About 11,000 American military women--average age about 24--served in Vietnam during the 12-year war. All were volunteers, 90% were nurses. Of the 58,191 names inscribed on Maya Lin's black granite wall, eight are women. All eight were nurses: seven Army, one Air Force.
But because they were not men in combat, women veterans say, they have been treated as if they never went to war. So they engaged in their own combat after the original Vietnam Memorial was expanded beyond the wall to include a heroic-size bronze statue of three infantrymen, installed in 1984.
Inside Goodacre's handsome adobe-style studio, nestled in the dusty high desert in the foothills of the Sangre de Cristo Mountains, the battlefields and rice fields of Vietnam seem a million worlds away.
During the war, Goodacre, now 53, was a young housewife having babies in her hometown of Lubbock, Tex. She knew no one who served in Vietnam.
Goodacre said she had never heard of the 1990 design competition for the statue. Her Vietnam saga began in Santa Fe when former Vietnam nurse Anne Cunningham of California visited the Fenn Gallery here, founded by decorated Vietnam fighter pilot Forrest Fenn.
Cunningham was charmed by Goodacre's creations, especially by "Puddle Jumpers," six happy, hand-holding children running and leaping, three of them suspended in midair.
Cunningham urged Goodacre to submit a design.
"I dropped everything to do it," Goodacre said. Her entry was received on deadline day.
It didn't win, but merited an honorable mention. "I forgot about it," Goodacre said. Meanwhile, in Washington, the sculpture approval process became mired in its own Vietnam-on-the-Potomac quagmire.
Six months later, Goodacre was asked to submit a maquette, a small model of her planned piece--but without the Vietnamese baby.
"I dropped everything again. You had to believe in fate that it was all to evolve into this," she said.
Without a child to hold, the second standing figure in the group seemed purposeless. So she became the kneeling figure.

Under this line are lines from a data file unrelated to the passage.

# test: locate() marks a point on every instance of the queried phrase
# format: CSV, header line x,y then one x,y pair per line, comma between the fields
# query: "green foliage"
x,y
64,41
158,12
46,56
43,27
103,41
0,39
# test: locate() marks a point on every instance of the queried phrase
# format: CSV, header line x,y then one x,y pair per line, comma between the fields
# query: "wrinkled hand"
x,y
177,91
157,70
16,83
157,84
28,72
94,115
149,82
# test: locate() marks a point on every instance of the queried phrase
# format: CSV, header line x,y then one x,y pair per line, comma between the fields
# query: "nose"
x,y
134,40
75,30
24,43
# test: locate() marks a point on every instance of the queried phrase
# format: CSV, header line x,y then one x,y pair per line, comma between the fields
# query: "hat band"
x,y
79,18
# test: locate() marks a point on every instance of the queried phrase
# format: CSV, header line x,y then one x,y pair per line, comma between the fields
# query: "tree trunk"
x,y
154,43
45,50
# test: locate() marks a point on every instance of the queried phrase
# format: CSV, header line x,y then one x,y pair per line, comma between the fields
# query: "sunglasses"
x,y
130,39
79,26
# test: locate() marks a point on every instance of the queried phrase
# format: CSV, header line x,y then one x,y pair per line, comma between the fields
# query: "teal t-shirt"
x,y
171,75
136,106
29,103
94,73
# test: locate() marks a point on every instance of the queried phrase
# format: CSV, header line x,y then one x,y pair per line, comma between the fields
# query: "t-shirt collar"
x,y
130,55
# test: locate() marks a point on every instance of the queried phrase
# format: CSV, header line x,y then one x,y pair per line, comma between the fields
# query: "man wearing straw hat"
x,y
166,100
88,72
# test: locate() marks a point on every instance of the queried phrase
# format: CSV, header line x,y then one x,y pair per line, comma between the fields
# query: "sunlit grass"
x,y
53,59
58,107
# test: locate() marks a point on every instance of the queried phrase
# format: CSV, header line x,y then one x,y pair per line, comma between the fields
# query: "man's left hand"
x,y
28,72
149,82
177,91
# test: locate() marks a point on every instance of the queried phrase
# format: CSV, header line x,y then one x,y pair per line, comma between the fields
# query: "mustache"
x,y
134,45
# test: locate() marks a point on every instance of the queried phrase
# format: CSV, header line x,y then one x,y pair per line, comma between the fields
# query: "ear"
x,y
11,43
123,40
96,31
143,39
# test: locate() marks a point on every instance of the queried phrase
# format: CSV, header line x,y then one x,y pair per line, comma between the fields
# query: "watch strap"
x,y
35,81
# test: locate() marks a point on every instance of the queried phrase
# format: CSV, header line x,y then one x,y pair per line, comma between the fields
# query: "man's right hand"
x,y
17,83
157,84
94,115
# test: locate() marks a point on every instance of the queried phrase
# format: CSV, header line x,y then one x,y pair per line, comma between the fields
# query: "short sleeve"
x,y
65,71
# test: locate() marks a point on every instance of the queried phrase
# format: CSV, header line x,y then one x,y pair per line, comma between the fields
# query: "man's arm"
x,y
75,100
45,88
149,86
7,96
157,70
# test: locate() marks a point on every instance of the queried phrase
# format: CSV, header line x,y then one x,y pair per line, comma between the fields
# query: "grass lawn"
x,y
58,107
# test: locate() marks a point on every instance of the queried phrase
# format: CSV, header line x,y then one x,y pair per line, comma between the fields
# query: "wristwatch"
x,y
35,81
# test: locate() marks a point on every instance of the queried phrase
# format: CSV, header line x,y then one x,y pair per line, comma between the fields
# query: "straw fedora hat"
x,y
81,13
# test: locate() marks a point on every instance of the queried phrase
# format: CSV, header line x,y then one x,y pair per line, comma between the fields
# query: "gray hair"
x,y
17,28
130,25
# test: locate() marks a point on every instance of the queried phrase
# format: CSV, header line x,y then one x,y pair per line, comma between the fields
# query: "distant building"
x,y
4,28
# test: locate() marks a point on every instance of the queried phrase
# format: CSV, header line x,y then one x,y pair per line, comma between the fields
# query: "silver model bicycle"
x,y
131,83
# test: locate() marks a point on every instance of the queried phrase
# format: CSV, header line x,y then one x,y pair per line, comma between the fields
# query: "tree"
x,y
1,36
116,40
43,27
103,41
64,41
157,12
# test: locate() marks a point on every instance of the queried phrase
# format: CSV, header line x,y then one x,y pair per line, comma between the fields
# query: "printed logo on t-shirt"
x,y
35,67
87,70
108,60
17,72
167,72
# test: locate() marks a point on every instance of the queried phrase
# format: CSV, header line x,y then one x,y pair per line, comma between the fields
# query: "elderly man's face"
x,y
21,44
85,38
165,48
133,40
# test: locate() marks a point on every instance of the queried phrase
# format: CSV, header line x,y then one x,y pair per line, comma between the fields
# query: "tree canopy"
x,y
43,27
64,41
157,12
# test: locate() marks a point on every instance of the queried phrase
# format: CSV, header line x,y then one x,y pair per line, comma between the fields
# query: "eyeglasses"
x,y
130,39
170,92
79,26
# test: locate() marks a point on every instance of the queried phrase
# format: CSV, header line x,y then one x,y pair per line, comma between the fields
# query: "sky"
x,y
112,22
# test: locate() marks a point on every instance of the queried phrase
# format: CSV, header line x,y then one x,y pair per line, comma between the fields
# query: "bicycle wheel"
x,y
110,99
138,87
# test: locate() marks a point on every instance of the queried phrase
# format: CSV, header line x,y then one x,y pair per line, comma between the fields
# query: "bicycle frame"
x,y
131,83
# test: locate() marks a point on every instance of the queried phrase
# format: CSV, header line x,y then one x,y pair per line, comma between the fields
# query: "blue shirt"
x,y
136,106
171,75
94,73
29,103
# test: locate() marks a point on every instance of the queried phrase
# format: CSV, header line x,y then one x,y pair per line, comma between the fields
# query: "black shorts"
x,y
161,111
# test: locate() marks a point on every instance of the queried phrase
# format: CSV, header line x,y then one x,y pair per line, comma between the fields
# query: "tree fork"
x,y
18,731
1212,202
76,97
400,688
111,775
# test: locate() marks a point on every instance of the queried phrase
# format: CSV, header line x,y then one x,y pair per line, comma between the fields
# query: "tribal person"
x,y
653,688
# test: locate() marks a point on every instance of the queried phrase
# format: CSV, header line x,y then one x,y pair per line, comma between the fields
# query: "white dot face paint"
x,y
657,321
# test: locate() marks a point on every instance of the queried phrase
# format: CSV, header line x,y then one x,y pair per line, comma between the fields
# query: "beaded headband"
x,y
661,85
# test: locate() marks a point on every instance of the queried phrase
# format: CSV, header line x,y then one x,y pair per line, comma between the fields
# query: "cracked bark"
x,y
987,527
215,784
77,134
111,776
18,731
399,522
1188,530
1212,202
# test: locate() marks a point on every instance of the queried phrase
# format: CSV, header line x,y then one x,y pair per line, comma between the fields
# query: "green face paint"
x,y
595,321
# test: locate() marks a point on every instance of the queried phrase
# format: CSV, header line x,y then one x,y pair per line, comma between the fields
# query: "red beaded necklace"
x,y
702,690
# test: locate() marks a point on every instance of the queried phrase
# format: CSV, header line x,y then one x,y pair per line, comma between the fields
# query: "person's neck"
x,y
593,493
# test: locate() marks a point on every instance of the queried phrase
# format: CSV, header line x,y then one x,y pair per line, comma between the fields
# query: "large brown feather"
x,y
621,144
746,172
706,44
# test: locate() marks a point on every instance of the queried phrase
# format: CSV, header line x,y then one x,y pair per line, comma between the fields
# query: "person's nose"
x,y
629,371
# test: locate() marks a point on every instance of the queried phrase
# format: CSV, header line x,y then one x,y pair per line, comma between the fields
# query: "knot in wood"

"After all that poor third woman has gone through, so many discussions about her and changes," Goodacre said, "she is the favorite of the veterans. One nurse sighed, 'Oh, that's me.'
"My whole premise was that not everything be spelled out," Goodacre said. "I covered the wounded soldier's face so he would be anonymous, so he could belong to any mother, any wife, any daughter."
Diane Evans said she feels as if she's fought in a second Vietnam War. Now living on a Minnesota farm with her husband and four children, she founded the Vietnam Women's Memorial Project, which is still raising private funds for the $4-million memorial.
Evans led her fellow women veterans into battle against the Commission of Fine Arts, the National Capital Planning Commission, the Interior Department and Congress.
The tenacious women never retreated from their target: Area I, the central monumental core on the Mall, beside their brother soldiers.
Gen. Colin L. Powell, chairman of the Joint Chiefs of Staff, helped break ground for it in late July.